Some forms of life insurance can be tapped for long-term care needs when they arise. For example, whole life insurance policies can build cash value over time, and you can take a loan against that cash value to help pay for care if your parents need it. Or, you may be able to purchase a life insurance rider that is specific to long-term care, which can then be utilized to cover nursing home costs when necessary. Another option is to sell the policy entirely in a life settlement to fund the long-term care your parents need.

Utilize the funds from a reverse mortgage or home sale

If your parents have a sizable amount of home equity, a reverse mortgage could be the solution you're looking for. With a reverse mortgage, your parents can pull cash out of their home's value to cover the costs of in-home care, assisted living or other types of long-term care. And, unlike other home equity loan options, a reverse mortgage loan doesn't have to be repaid until the home is sold after your parents move out or die.

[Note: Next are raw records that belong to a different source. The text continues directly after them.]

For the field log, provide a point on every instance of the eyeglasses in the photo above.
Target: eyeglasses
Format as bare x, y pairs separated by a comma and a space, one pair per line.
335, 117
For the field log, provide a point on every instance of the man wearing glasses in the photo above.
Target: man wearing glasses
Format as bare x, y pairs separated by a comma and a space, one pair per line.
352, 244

Another option is to use the funds from the eventual sale of your parents' home to fund the cost of assisted living, memory care or nursing home care as the needs rise. This means giving up the family home, but if you have no other way to cover these costs, selling the home could be a solution worth considering.

Inquire about veteran benefits

If your parents served in the military, the U.S. Department of Veterans Affairs' Aid & Attendance benefit can be utilized by those who need help with daily activities or are housebound to help offset the costs related to assistance with basic daily living activities. Even veterans without a service-related disability may qualify, so it can be worth looking into this type of assistance if there's a chance your parents may qualify.

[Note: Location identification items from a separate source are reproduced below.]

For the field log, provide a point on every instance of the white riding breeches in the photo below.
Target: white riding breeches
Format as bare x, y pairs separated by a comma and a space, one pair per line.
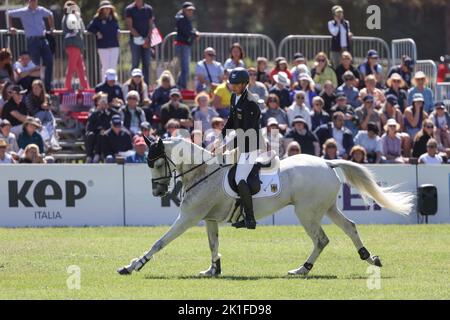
245, 165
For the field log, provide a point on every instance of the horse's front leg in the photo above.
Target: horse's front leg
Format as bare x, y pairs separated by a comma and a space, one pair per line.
212, 228
182, 223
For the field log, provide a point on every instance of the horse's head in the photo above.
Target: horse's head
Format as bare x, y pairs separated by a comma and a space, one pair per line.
159, 164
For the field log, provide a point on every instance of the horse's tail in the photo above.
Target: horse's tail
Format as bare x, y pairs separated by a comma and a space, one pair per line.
362, 179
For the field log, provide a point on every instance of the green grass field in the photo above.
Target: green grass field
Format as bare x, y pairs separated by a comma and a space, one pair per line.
34, 262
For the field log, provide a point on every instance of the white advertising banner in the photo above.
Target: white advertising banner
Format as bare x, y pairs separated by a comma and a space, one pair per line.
350, 202
61, 195
439, 176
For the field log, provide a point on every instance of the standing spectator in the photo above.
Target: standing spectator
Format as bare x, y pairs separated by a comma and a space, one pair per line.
322, 71
337, 130
306, 139
32, 18
419, 86
299, 108
236, 59
431, 157
131, 114
395, 83
73, 33
116, 140
209, 72
346, 65
26, 71
341, 36
139, 19
105, 27
405, 70
281, 89
186, 35
15, 110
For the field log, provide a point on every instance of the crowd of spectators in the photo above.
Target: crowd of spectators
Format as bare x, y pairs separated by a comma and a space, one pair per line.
329, 108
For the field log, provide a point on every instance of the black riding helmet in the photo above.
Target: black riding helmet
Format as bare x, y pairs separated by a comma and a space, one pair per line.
238, 76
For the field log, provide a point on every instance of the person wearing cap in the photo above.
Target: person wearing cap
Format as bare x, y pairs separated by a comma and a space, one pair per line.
117, 139
341, 36
344, 66
30, 134
415, 115
131, 113
420, 82
301, 133
174, 109
112, 88
441, 120
350, 90
15, 110
395, 83
105, 27
405, 70
209, 73
186, 35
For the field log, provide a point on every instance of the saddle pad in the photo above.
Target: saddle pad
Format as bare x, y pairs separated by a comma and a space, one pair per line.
270, 186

Consider certain types of fixed annuities

It may also be worth considering the fixed annuity products that are designed specifically for long-term care. These annuities provide a guaranteed income stream to help cover costs while also retaining some death benefits for heirs. That said, annuities can be a complex tool, so you may benefit from working with a qualified financial advisor if you want to take this route.

Use their health savings account funds

If your parents had eligible high-deductible health insurance plans, they may have contributed tax-free dollars to health savings accounts (HSAs) while they were still working. Those HSA funds can be used tax-free for both Medicare premiums and qualified long-term care costs, so be sure to inquire about whether they put money away in an HSA that can be tapped into for this purpose.

Ask for more family support

While never an easy conversation, you may need to discuss how the costs of your parents' care could be divided among siblings or other family members who can contribute financially. After all, family support is often a necessary part of the equation when long-term care needs arise.

The bottom line

If you're searching for ways to cover your parents' long-term care costs, the best plan may be to combine multiple sources of income and assets to create a pool of funds that can be tapped into as necessary. And, if you include a long-term care insurance policy in the mix, chances are your parents will be able to get the care they need without impacting your financial security. That said, the earlier you start planning, the better prepared you'll be when those care needs inevitably surface, so you may want to get started now to prepare for what may come.